Ничего не могло быть противнее, как выселение. Ни отобрание имущества, ни арест не вызывали такого внутреннего отпора, как это требование оставить помещение. И наивные люди при каждом известии о том, что такого-то выселяют, спрашивали: "куда?" Так и не могли привыкнуть к тому, что единственный вопрос, на который можно в данном случае ответить, -- "откуда?", а никак не "куда?"
Да, ничто не может быть унизительнее выселения, и ничто не сравнимо с оскорбительностью приемов. К нам в квартиру в Шереметевском переулке однажды явился в папахе какой-то из управления кремлевскими домами для вселения в наш дом. Меня не было дома. Жил я тогда в конце коридора, в комнате с одним окном во двор; раньше я имел две комнаты на солнце, одна была проходная, но меня выселили, чтобы поместить супругов. Это понятно; только жаль мне было уходить из комнаты, где было фортепиано. После того люди мне говорили: "Как же вы согласились? Ведь вы, как профессор, дающий уроки, имеете право на две комнаты, вы имеете право на фортепиано..." Как смешно было слышать при тех всем известных условиях жизни пустозвонное слово "право". Право? Сами посудите. Человек в папахе обходит квартиру:
-- В этой комнате кто?
-- Волконский, преподаватель, лектор.
-- Бывший князь? Вон его отсюда.
-- Да ведь он лекции читает в скольких учебных заведениях.

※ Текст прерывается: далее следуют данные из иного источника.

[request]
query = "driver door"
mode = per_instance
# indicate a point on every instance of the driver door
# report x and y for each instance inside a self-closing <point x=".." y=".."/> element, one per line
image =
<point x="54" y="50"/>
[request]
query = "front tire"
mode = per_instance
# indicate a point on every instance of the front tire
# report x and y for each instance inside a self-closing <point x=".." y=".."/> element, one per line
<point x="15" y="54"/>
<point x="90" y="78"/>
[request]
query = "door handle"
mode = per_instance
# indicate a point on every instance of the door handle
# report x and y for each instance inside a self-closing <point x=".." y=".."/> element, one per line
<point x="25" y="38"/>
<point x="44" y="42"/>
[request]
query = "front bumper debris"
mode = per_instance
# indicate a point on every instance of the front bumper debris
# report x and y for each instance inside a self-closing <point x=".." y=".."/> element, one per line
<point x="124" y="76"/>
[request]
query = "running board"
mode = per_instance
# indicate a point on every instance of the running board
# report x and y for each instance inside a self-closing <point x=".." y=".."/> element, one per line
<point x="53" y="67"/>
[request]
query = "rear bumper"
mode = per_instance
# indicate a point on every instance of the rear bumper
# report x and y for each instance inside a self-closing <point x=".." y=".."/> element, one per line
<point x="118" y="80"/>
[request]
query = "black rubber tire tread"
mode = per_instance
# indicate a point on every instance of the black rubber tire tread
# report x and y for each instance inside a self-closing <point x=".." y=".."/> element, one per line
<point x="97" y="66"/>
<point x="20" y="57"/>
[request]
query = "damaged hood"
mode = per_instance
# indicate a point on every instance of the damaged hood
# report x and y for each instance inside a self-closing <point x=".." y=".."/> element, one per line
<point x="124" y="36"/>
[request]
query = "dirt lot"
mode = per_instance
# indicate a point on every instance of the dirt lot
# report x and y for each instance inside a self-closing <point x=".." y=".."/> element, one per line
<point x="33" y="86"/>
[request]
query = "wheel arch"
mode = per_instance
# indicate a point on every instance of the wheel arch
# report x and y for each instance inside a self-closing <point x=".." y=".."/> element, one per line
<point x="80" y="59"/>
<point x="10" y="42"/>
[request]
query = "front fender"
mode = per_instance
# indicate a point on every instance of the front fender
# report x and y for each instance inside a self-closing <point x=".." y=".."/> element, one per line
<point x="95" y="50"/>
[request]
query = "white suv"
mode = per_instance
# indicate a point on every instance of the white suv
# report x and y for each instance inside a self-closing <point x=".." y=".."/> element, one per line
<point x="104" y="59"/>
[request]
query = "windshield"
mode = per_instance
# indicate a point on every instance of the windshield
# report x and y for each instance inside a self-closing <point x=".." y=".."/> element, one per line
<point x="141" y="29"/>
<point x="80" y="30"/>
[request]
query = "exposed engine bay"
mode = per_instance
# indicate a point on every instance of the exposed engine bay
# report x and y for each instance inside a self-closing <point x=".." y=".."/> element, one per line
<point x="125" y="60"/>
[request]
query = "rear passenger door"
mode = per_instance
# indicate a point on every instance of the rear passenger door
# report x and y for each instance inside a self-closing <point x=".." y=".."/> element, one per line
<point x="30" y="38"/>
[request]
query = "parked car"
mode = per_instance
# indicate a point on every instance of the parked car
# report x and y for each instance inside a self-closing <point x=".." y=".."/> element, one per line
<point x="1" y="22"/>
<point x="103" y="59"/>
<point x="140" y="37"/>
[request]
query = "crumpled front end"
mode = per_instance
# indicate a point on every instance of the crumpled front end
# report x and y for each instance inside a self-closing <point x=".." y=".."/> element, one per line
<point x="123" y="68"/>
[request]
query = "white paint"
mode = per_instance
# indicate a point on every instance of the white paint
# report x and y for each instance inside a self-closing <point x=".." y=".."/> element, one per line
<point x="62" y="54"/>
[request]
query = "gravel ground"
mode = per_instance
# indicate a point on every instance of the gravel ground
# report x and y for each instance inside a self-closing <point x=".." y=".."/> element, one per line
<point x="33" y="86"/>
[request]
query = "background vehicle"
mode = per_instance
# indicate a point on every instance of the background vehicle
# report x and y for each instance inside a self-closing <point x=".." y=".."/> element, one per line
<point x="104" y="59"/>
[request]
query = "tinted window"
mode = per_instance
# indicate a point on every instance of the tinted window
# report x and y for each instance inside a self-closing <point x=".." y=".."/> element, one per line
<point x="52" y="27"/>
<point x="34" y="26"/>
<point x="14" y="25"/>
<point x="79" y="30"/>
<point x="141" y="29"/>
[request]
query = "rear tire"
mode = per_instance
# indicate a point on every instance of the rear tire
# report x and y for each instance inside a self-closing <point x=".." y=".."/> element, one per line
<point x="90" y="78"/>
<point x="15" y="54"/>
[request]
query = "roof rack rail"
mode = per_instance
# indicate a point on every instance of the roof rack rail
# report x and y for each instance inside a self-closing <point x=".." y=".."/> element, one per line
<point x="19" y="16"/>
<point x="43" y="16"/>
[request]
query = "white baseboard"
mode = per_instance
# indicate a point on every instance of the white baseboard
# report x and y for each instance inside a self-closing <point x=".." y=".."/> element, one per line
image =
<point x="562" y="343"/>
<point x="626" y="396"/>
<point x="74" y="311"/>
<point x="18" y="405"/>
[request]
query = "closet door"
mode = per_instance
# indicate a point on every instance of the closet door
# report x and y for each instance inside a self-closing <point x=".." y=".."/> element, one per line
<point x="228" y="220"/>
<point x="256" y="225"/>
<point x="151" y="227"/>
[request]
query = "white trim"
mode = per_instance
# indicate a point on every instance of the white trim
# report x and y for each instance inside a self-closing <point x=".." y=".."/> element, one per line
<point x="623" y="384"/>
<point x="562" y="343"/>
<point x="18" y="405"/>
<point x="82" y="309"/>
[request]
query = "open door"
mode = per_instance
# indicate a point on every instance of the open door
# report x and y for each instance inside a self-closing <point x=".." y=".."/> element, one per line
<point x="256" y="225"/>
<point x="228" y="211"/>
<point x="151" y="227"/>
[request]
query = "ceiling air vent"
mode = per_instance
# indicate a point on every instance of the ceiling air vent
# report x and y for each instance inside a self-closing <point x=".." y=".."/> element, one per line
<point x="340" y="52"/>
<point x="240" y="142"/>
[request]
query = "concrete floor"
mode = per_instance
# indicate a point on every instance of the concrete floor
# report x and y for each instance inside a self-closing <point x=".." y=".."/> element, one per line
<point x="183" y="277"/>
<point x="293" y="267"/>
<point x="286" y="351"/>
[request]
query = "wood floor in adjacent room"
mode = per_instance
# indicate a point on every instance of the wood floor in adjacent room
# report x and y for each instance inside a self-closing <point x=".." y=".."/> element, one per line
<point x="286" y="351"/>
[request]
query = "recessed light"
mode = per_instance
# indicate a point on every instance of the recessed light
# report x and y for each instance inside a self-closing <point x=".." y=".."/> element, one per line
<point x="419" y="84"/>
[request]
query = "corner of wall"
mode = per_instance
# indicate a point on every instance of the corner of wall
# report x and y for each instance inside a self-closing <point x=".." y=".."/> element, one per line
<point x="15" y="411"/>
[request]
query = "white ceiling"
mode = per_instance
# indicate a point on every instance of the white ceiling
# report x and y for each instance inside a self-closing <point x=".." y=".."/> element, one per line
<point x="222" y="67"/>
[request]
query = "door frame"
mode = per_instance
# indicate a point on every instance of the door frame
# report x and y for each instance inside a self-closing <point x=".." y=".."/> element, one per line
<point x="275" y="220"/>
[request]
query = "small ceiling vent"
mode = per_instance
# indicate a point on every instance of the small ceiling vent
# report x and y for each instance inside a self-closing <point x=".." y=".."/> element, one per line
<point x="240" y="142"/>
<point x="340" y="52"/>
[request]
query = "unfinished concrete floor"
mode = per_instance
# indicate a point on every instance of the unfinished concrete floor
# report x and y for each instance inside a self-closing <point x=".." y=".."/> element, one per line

-- Знаем, Луначарский много таких понабрал.
-- Он и в Кремле читает, и в Военной академии.
-- Ага? Вон уж куда пробрался... Ну, одним словом, пусть очищает.
Звезда захотела, чтобы этот человек уехал на фронт, и его распоряжение повисло в воздухе. Дамоклов меч на этот раз не упал, но всегда висел над головой...
Мое повествование, уже чувствую, кажется читателю разбросанным. Что же делать, когда сама жизнь была такая. Разве не разбросанность, что на заседании по балетным вопросам я должен давать сведения о моих родственниках-заложниках? Не разбросанность, что, начиная лекцию в Военной академии, я должен извиниться за опоздание, потому что только выпущен из Чеки? Между острогом и уроком пластики, между расстрелом и репетицией -- так проходила жизнь. Прихожу раз на лекцию в Ритмический институт, вижу: прелестная белокурая девушка в глубоком трауре.
-- Почему вы в трауре?
-- Моего брата расстреляли. Небольшая пауза.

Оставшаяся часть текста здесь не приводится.